Growth was led by the consumer and bazaar segment, which grew by 13 per cent over the year-ago quarter. The segment, comprising adhesives, sealants, construction/paint chemicals, as well as art and craft products, contributes about 86 per cent of consolidated revenues. Price hikes and higher stocking of products by distributors also aided volume and revenue growth. 

The key worry for the company and the Street is the stress on gross margins. Profitability at the gross level was down about 600 basis points (bps) YoY to 47 per cent. This was due to a surge in input costs and the rupee depreciation. While a slight hike in prices helped partially offset raw material inflation, the increase came towards the end of the quarter and was not enough to overcome the cost surge. The pressure on gross margins also reflected on operating profit margins, which came down by 578 bps to 18.2 per cent. 

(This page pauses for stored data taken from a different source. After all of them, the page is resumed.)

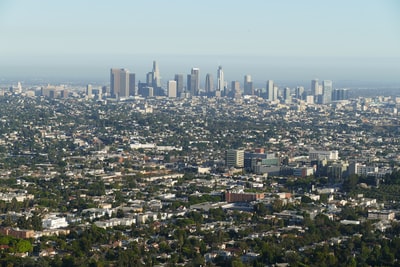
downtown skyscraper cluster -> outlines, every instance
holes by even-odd
[[[205,97],[231,97],[240,99],[242,95],[258,96],[270,102],[280,101],[286,104],[293,99],[299,99],[308,103],[329,104],[332,101],[348,99],[347,89],[333,89],[331,80],[318,79],[311,81],[311,88],[306,90],[303,86],[296,88],[279,88],[273,80],[267,80],[265,88],[256,88],[251,75],[244,76],[243,87],[237,80],[229,83],[225,80],[222,66],[216,70],[216,80],[211,73],[205,75],[204,87],[201,87],[200,68],[193,67],[189,74],[175,74],[174,78],[167,80],[164,86],[161,83],[159,66],[153,61],[152,71],[146,74],[146,80],[136,83],[136,76],[127,69],[112,68],[110,72],[110,88],[107,97],[121,99],[136,95],[142,97],[167,96],[170,98],[192,96]],[[184,78],[186,76],[186,83]]]

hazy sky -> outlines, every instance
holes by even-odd
[[[0,79],[400,80],[398,0],[0,0]]]

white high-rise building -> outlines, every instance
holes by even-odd
[[[217,90],[223,91],[224,87],[225,87],[224,71],[222,70],[222,66],[219,66],[217,71]]]
[[[322,104],[332,102],[332,81],[325,80],[322,82]]]
[[[274,85],[273,80],[267,81],[267,91],[266,91],[266,98],[269,101],[275,101],[278,99],[278,87]]]
[[[311,93],[313,96],[317,96],[320,94],[318,79],[311,80]]]
[[[242,149],[228,149],[225,158],[227,167],[244,167],[244,150]]]
[[[153,61],[153,87],[161,87],[160,70],[157,61]]]
[[[170,80],[168,81],[168,97],[175,98],[176,95],[177,95],[176,81]]]

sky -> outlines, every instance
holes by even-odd
[[[400,85],[398,0],[0,0],[0,80],[163,82],[199,67],[227,80]]]

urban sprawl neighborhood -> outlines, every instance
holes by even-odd
[[[1,85],[0,265],[400,264],[400,96],[199,77]]]

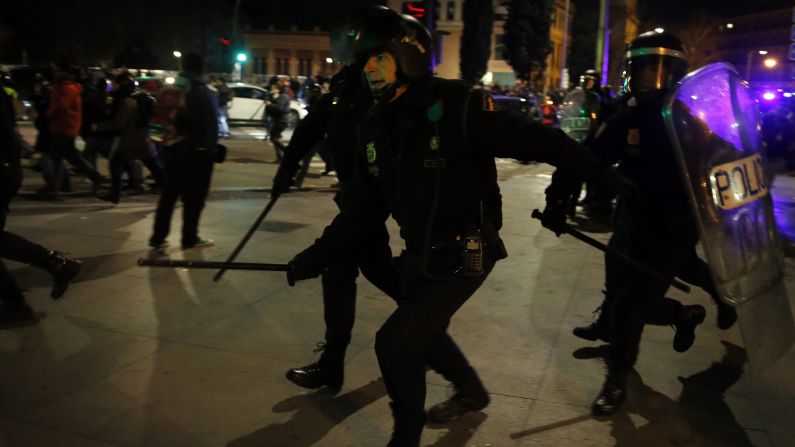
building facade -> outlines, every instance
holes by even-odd
[[[248,60],[244,79],[259,76],[331,76],[338,69],[331,62],[329,32],[318,27],[301,30],[295,26],[247,30]]]
[[[387,6],[395,11],[402,11],[403,4],[409,0],[388,0]],[[461,35],[464,29],[464,0],[436,0],[436,25],[439,33],[438,44],[441,59],[436,66],[439,76],[449,79],[460,78]],[[505,59],[503,48],[503,27],[508,11],[503,5],[504,0],[493,0],[495,20],[491,39],[491,55],[487,66],[487,83],[501,86],[512,86],[516,82],[513,69]],[[574,17],[574,2],[554,0],[554,8],[550,16],[550,41],[552,51],[547,57],[547,69],[544,73],[542,87],[544,90],[557,89],[561,85],[561,76],[565,63],[564,51],[571,48],[571,21]],[[637,35],[638,20],[636,16],[636,0],[610,0],[610,70],[611,82],[617,76],[617,65],[620,62],[626,42]],[[564,39],[564,30],[568,20],[568,35]],[[329,47],[329,31],[319,28],[298,29],[285,27],[277,29],[273,26],[262,30],[247,30],[245,33],[246,47],[249,52],[248,62],[243,67],[244,78],[265,75],[289,76],[330,76],[339,67],[327,62],[331,56]],[[565,49],[564,49],[564,41]],[[571,80],[576,83],[576,80]]]
[[[395,11],[403,9],[403,3],[409,0],[389,0],[387,6]],[[436,72],[440,77],[448,79],[459,79],[461,77],[460,54],[461,54],[461,35],[464,31],[464,0],[436,0],[437,18],[436,27],[440,36],[437,40],[441,46],[441,61],[436,66]],[[502,86],[512,86],[516,82],[513,68],[505,59],[503,49],[503,27],[508,11],[503,6],[504,0],[493,0],[494,3],[494,27],[491,34],[491,55],[489,56],[486,83],[494,83]],[[563,33],[565,27],[564,17],[566,15],[566,0],[555,0],[554,9],[550,17],[551,26],[549,37],[552,44],[552,51],[547,57],[547,69],[544,73],[543,85],[549,90],[560,85],[563,58]],[[569,5],[569,25],[574,16],[574,2]],[[569,28],[570,29],[570,28]],[[571,32],[567,39],[567,48],[571,47]]]

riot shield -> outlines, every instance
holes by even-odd
[[[599,96],[581,88],[572,90],[563,100],[563,107],[558,110],[560,129],[568,136],[582,143],[592,130],[599,114]]]
[[[685,77],[663,109],[720,298],[736,306],[751,367],[795,340],[784,262],[761,151],[761,114],[729,64]]]

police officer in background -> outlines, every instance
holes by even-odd
[[[580,104],[581,113],[585,113],[590,119],[590,126],[585,140],[582,144],[589,147],[596,134],[596,129],[607,119],[612,113],[610,107],[610,98],[605,97],[602,92],[600,83],[602,81],[602,74],[594,69],[585,70],[580,76],[580,85],[578,90],[584,94],[584,102]],[[569,204],[568,214],[574,217],[577,208],[577,200],[579,194],[574,194]],[[601,220],[608,220],[613,208],[613,200],[615,194],[611,191],[606,191],[598,186],[591,184],[585,185],[585,198],[580,204],[585,209],[589,217]]]
[[[619,182],[559,130],[499,110],[482,91],[431,74],[431,38],[397,13],[370,20],[355,42],[376,105],[359,126],[354,182],[342,211],[292,261],[288,280],[312,278],[360,234],[395,218],[406,249],[398,262],[397,310],[375,350],[394,416],[390,446],[417,446],[426,422],[426,365],[451,381],[449,400],[427,418],[479,411],[489,395],[447,332],[455,312],[506,252],[495,157],[537,160],[575,177]],[[570,187],[570,185],[569,185]]]
[[[337,165],[340,190],[334,197],[338,205],[347,199],[353,176],[356,130],[373,101],[362,77],[361,64],[353,63],[353,38],[359,25],[369,16],[394,14],[383,6],[355,12],[331,37],[333,57],[346,64],[332,79],[331,90],[315,103],[296,127],[284,158],[273,179],[273,192],[286,193],[294,183],[299,163],[325,138]],[[364,234],[364,233],[363,233]],[[339,390],[344,378],[345,350],[351,341],[356,314],[356,277],[364,276],[384,293],[397,299],[397,276],[392,269],[392,250],[384,222],[375,222],[366,231],[361,250],[349,252],[323,272],[323,314],[325,342],[317,362],[287,371],[287,379],[304,388],[327,386]]]
[[[696,255],[698,228],[662,116],[668,89],[687,73],[682,44],[670,33],[648,32],[632,41],[626,58],[628,94],[590,145],[602,162],[620,162],[621,171],[638,189],[634,200],[619,200],[608,245],[671,279],[678,275],[705,289],[720,305],[719,326],[727,328],[736,314],[720,303],[709,269]],[[553,175],[552,187],[562,182],[557,177]],[[562,213],[555,200],[548,200],[544,225],[560,231],[558,225],[565,220]],[[627,375],[637,359],[644,324],[675,326],[676,351],[692,346],[705,310],[666,298],[669,286],[670,281],[644,277],[620,260],[605,257],[606,291],[600,318],[574,330],[578,337],[610,343],[607,380],[593,402],[594,414],[613,413],[625,400]]]

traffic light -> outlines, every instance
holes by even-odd
[[[403,2],[402,12],[422,22],[428,31],[433,34],[436,29],[436,15],[438,4],[435,0],[417,2]]]
[[[420,22],[425,18],[428,12],[426,2],[405,2],[403,3],[403,14],[408,14]]]
[[[220,43],[221,43],[221,46],[222,46],[222,47],[228,47],[228,46],[229,46],[229,44],[231,44],[231,43],[232,43],[232,41],[231,41],[231,40],[230,40],[228,37],[226,37],[226,36],[221,36],[221,37],[219,37],[219,38],[218,38],[218,42],[220,42]]]
[[[242,51],[239,51],[237,53],[237,56],[235,56],[235,60],[237,60],[238,62],[245,62],[248,60],[248,55]]]

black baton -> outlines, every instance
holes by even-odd
[[[141,267],[171,267],[189,269],[220,269],[224,270],[258,270],[265,272],[286,272],[287,264],[263,264],[259,262],[220,262],[220,261],[189,261],[185,259],[138,259]]]
[[[543,216],[543,213],[536,209],[536,210],[533,210],[533,213],[531,215],[533,216],[533,219],[541,220],[541,216]],[[594,238],[592,238],[590,236],[586,236],[585,234],[575,230],[574,228],[572,228],[568,224],[564,224],[563,225],[563,232],[574,236],[575,238],[585,242],[586,244],[590,245],[591,247],[598,248],[599,250],[602,250],[603,252],[609,254],[610,256],[615,256],[616,258],[618,258],[622,262],[624,262],[624,264],[634,268],[635,270],[643,273],[644,275],[646,275],[648,277],[654,278],[654,279],[656,279],[657,281],[660,281],[660,282],[668,282],[669,281],[668,277],[666,277],[665,275],[663,275],[659,271],[649,267],[646,264],[643,264],[642,262],[639,262],[639,261],[637,261],[635,259],[630,258],[625,253],[621,253],[620,251],[618,251],[618,250],[616,250],[614,248],[608,247],[607,245],[597,241],[596,239],[594,239]],[[681,290],[682,292],[690,293],[690,286],[688,286],[687,284],[677,280],[676,278],[671,278],[670,282],[671,282],[672,286],[674,286],[675,288]]]
[[[246,246],[248,240],[251,239],[251,236],[254,234],[255,231],[257,231],[257,228],[260,226],[260,224],[262,224],[262,221],[265,220],[265,216],[268,215],[271,208],[273,208],[273,205],[276,203],[276,199],[278,198],[279,198],[278,193],[271,194],[271,201],[268,202],[268,205],[265,207],[264,210],[262,210],[262,213],[260,213],[259,217],[257,217],[257,220],[254,222],[254,225],[252,225],[251,228],[248,229],[248,233],[246,233],[246,235],[243,236],[243,239],[241,239],[240,242],[237,244],[237,247],[235,247],[235,250],[232,252],[232,254],[229,255],[229,258],[226,260],[226,264],[231,264],[232,261],[234,261],[235,258],[237,258],[237,255],[240,254],[240,250],[243,250],[243,247]],[[219,262],[218,264],[220,264],[218,268],[221,270],[218,270],[218,273],[216,273],[215,276],[213,276],[213,281],[215,282],[218,282],[218,280],[221,279],[222,276],[224,276],[224,272],[227,270],[245,270],[245,269],[233,269],[231,267],[225,267],[224,263],[221,262]],[[210,268],[210,267],[205,267],[205,268]]]

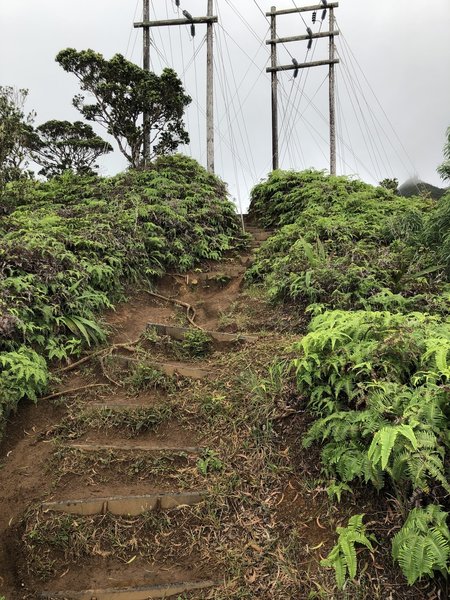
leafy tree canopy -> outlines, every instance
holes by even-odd
[[[26,166],[34,113],[24,113],[28,90],[0,87],[0,187],[19,179]]]
[[[450,127],[447,129],[447,142],[444,146],[444,162],[438,167],[438,173],[442,179],[450,180]]]
[[[151,130],[151,148],[157,155],[174,152],[179,144],[189,142],[183,114],[191,98],[172,69],[161,76],[141,69],[116,54],[106,60],[93,50],[78,52],[66,48],[57,62],[80,81],[80,87],[93,97],[88,103],[84,95],[74,97],[73,104],[88,120],[106,128],[134,168],[142,163],[143,126],[146,113]]]
[[[87,123],[52,120],[35,130],[31,156],[42,167],[40,175],[53,177],[64,171],[93,174],[95,161],[112,150]]]
[[[383,181],[380,181],[380,186],[386,188],[387,190],[391,190],[391,192],[396,194],[398,192],[398,179],[383,179]]]

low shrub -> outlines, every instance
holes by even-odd
[[[45,387],[42,374],[20,371],[25,356],[33,352],[45,372],[46,361],[105,339],[99,315],[126,282],[186,271],[245,244],[224,183],[180,155],[111,178],[8,184],[0,205],[0,380],[8,381],[0,428],[22,397]]]

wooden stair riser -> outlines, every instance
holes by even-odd
[[[82,500],[44,502],[44,512],[61,512],[91,517],[111,513],[115,516],[138,516],[151,510],[170,510],[193,506],[206,497],[205,492],[182,492],[174,494],[148,494],[146,496],[111,496]]]
[[[149,600],[150,598],[173,598],[180,594],[204,590],[217,585],[218,583],[215,581],[205,580],[116,590],[42,592],[40,597],[46,600]]]
[[[204,448],[175,446],[143,446],[139,444],[67,444],[69,450],[80,452],[148,452],[149,454],[201,454]]]
[[[188,327],[177,327],[174,325],[164,325],[162,323],[149,323],[147,329],[154,329],[160,336],[168,336],[174,340],[183,341],[186,334],[192,329]],[[236,344],[238,342],[254,343],[257,340],[256,336],[239,335],[235,333],[223,333],[221,331],[205,331],[209,337],[220,344]]]

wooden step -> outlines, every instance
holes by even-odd
[[[256,242],[265,242],[273,235],[271,231],[255,231],[252,233],[252,237]]]
[[[176,327],[173,325],[164,325],[161,323],[149,323],[147,325],[147,329],[155,329],[158,335],[166,335],[175,340],[184,340],[186,334],[192,329],[188,327]],[[236,342],[244,342],[244,343],[254,343],[258,339],[256,336],[252,335],[241,335],[236,333],[222,333],[221,331],[205,331],[210,338],[212,338],[215,342],[219,343],[228,343],[235,344]]]
[[[196,285],[198,283],[228,283],[231,279],[241,277],[245,269],[238,265],[224,271],[205,271],[203,273],[190,273],[186,275],[186,283]]]
[[[150,454],[201,454],[204,448],[180,446],[150,446],[143,444],[67,444],[66,448],[80,452],[148,452]]]
[[[124,354],[115,354],[114,359],[122,361],[126,367],[130,367],[136,364],[136,360],[130,356]],[[159,369],[165,375],[169,377],[173,375],[180,375],[181,377],[187,377],[188,379],[205,379],[211,376],[211,370],[201,369],[199,367],[189,365],[183,362],[158,362],[154,361],[148,364],[150,367]]]
[[[59,500],[43,502],[44,512],[61,512],[71,515],[93,516],[107,512],[116,516],[137,516],[150,510],[170,510],[182,506],[193,506],[206,497],[206,492],[177,492],[147,494],[144,496],[109,496],[84,498],[81,500]]]
[[[206,369],[200,369],[199,367],[193,367],[185,363],[154,363],[158,369],[161,369],[166,375],[181,375],[181,377],[187,377],[188,379],[205,379],[211,377],[211,371]]]
[[[86,412],[97,411],[97,410],[148,410],[154,408],[152,404],[138,404],[136,402],[85,402],[83,403],[83,410]]]
[[[150,598],[173,598],[195,590],[204,590],[220,585],[216,581],[185,581],[163,585],[151,585],[137,588],[42,592],[41,598],[47,600],[149,600]]]
[[[253,257],[251,257],[251,256],[240,256],[239,257],[239,262],[244,267],[250,267],[251,264],[253,263]]]

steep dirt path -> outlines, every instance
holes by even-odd
[[[267,238],[251,233],[253,247]],[[217,352],[251,344],[254,338],[223,319],[250,260],[248,253],[167,276],[157,292],[168,300],[134,293],[107,317],[110,341],[120,348],[55,385],[82,389],[23,406],[12,419],[0,448],[0,596],[195,598],[223,584],[223,573],[202,564],[201,540],[185,534],[190,524],[202,531],[191,507],[208,503],[198,473],[214,453],[168,401],[175,394],[182,404],[186,386],[214,372],[207,358],[171,356],[151,344],[159,336],[169,350],[180,348],[176,340],[182,343],[190,326],[180,302],[195,307],[202,329],[228,330],[212,335]],[[139,338],[138,348],[126,347]],[[104,537],[92,549],[93,531]],[[30,555],[33,564],[26,564]],[[61,561],[69,565],[63,572]]]

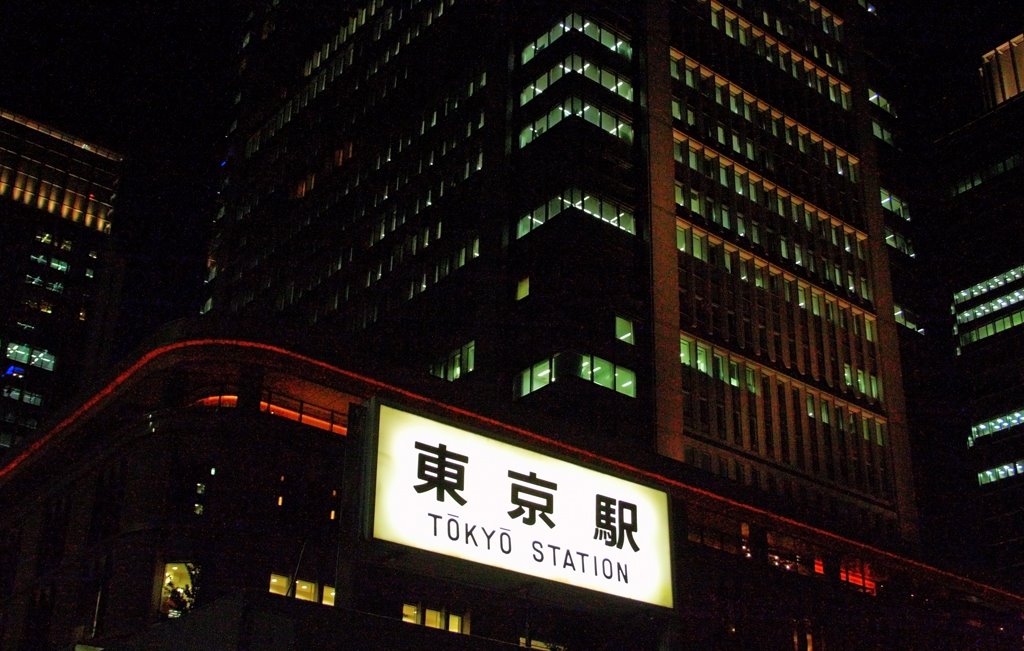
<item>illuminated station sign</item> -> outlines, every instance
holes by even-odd
[[[672,607],[663,491],[379,409],[374,538]]]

The main reason for the high raw material costs has been vinyl acetate monomer (VAM), which is a crude oil derivative and accounts for 35-40 per cent of its raw material costs. What aggravated the situation was the weak rupee, leading to the overall pressure on margins. Margins were under stress even on a sequential basis, both due to higher input costs and costlier inventory. 

However, costs are expected to ease, given the spot VAM prices are currently trading below the $1,000-per-tonne mark, as compared to over $1,300 per tonne in Q3. 

The management indicated that the overall impact of price hikes, softening prices, and a more stable rupee is expected to help margins revert to normal.  

While growth has been strong in the main segment (industrial segment volume/mix down 2 per cent YoY), the management was cautiously optimistic about trends in demand. Given its diverse presence across categories, the management has been taking hikes in specific segments rather than across the board depending on demand, raw material pressure, and margin targets.